HER2-TTC accumulation to bone and HER2 expression in the intratibial BT-474 mouse model. (A) Trichrome Masson-Goldner staining of BT-474 tumor-bearing tibias collected 14 days after treatment with 500 kBq/kg HER2-TTC at 20× (upper panel, scale bar indicates 200 μm) and 2.5× (lower left panel, scale bar represents 1 mm) magnification and the corresponding alpha camera image (lower right panel). (B) Von Kossa staining of BT-474 tumor-bearing tibias collected 14 days after treatment with 500 kBq/kg HER2-TTC at 20× (upper panel, scale bar represents 200 μm) and 2.5× (lower left panel, scale bar indicates 1 mm) magnification and the corresponding alpha camera image (lower right panel). (C) Incorporated radioactivity relative to tibia weight (cpm/mg) in non-tumor-bearing and BT-474 tumor-bearing tibias upon treatment with 250 or 500 kBq/kg HER2-TTC. Tibias were collected 14, 28, or 42 days (d) after tumor inoculation and measured via gamma counting. (D) A representative image of HER2 expression in a bone tissue sample from a vehicle-treated mouse on day 42 after tumor inoculation (score 3+). (E) HER2 staining analysis of the sample described in panel D using the ImmunoMembrane web application.
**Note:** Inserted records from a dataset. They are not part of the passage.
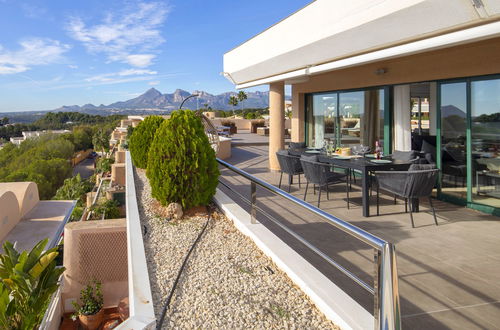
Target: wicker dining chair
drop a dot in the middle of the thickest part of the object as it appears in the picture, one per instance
(321, 175)
(290, 165)
(417, 182)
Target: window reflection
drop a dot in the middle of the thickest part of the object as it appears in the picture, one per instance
(351, 118)
(453, 139)
(485, 140)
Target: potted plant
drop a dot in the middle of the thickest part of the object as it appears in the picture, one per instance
(90, 312)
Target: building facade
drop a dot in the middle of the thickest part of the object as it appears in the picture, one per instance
(414, 75)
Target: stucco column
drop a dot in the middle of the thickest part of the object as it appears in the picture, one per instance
(276, 122)
(297, 116)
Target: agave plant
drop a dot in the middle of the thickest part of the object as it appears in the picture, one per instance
(27, 281)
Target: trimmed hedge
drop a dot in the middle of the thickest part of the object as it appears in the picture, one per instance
(181, 166)
(141, 139)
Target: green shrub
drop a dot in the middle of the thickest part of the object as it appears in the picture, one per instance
(181, 163)
(74, 188)
(27, 281)
(91, 300)
(109, 209)
(141, 139)
(104, 165)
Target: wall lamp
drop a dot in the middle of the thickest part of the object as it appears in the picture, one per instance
(187, 98)
(380, 71)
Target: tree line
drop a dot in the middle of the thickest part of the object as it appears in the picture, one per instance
(46, 159)
(53, 121)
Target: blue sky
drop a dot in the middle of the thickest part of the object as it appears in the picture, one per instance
(58, 52)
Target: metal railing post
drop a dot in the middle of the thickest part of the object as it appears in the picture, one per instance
(387, 312)
(253, 200)
(386, 301)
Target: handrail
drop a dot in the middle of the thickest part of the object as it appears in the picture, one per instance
(357, 232)
(387, 313)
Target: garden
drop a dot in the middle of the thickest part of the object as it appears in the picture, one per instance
(197, 259)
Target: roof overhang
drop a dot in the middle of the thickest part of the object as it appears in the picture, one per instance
(306, 42)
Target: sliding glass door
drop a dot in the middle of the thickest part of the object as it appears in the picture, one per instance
(485, 141)
(349, 118)
(453, 139)
(470, 141)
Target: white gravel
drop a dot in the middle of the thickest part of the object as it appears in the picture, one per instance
(228, 282)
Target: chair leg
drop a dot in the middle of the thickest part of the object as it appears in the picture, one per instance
(433, 211)
(347, 191)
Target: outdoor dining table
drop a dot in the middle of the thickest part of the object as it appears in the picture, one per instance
(363, 165)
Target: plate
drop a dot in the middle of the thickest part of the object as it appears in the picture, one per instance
(381, 161)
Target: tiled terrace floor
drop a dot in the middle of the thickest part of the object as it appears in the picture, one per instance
(449, 275)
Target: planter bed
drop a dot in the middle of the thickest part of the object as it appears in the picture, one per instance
(228, 282)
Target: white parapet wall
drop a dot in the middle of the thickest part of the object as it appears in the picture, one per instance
(142, 314)
(334, 303)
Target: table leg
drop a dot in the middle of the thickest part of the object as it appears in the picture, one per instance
(365, 194)
(415, 204)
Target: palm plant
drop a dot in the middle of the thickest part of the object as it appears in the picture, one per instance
(233, 100)
(27, 281)
(242, 96)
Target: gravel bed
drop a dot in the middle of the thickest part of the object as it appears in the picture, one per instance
(228, 282)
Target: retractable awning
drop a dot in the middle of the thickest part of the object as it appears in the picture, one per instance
(328, 35)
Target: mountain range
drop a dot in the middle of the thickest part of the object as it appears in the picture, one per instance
(153, 99)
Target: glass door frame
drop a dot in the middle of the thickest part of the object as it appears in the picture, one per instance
(469, 202)
(388, 113)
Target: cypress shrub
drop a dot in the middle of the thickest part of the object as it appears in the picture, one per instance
(181, 163)
(141, 139)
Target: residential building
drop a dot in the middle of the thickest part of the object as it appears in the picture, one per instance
(355, 67)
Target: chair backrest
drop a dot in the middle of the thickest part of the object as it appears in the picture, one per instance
(296, 145)
(289, 164)
(315, 172)
(421, 180)
(404, 156)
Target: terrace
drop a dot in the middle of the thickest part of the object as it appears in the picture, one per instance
(447, 273)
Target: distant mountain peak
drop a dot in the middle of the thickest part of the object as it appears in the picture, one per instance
(154, 99)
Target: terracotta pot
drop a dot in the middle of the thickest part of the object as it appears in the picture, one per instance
(92, 322)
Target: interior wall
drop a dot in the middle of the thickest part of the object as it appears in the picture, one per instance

Red color indicates complete and strong HER2 staining, whereas green color indicates incomplete or weak HER2 staining. (F) HER2 expression scored as 2+/3+ in a bone tissue sample from a HER2-TTC-treated (500 kBq/kg) mouse on day 28 after tumor inoculation (the only sample in which tumor growth was detected on day 28 [n = 3] or 42 [n = 9] after tumor inoculation). (G) HER2 staining analysis of the sample described in panel F using the ImmunoMembrane web application. The scale bar in panel G indicates 100 μm and is representative for panels D–F. HER2 expression in BT-474 tumors was visualized using the SP3 rabbit monoclonal antibody. The HER2 status of the tumors was evaluated based on the membrane staining completeness and intensity according to the ASCO CAP 2018 guidelines [46] and analyzed using the ImmunoMembrane web application (https://biii.eu/immunomembrane, accessed on 4 August 2016). Classification/score for HER2 expression: 0/1+ = negative, 2+ = equivocal, 3+ = positive.

Figure 6

HER2 expression in matched primary breast cancer and bone metastasis samples from HER2-positive breast cancer patients. (A) HER2 expression in MDA-MB-231 (score 0), BT-20 (score 1+), MDA-MB-453 (score 2+), and SK-BR-3 (score 3+) breast cancer cells. HER2-positive breast cancer cells were stained as reference. (B) Representative images of HER2 IHC analyses in breast cancer tissue and matching bone metastasis samples from four patients with HER2-positive primary breast cancer. Brown color indicates HER2 expression. A magnification level of 20× was used. The scale bar indicates 50 μm and applies to all images.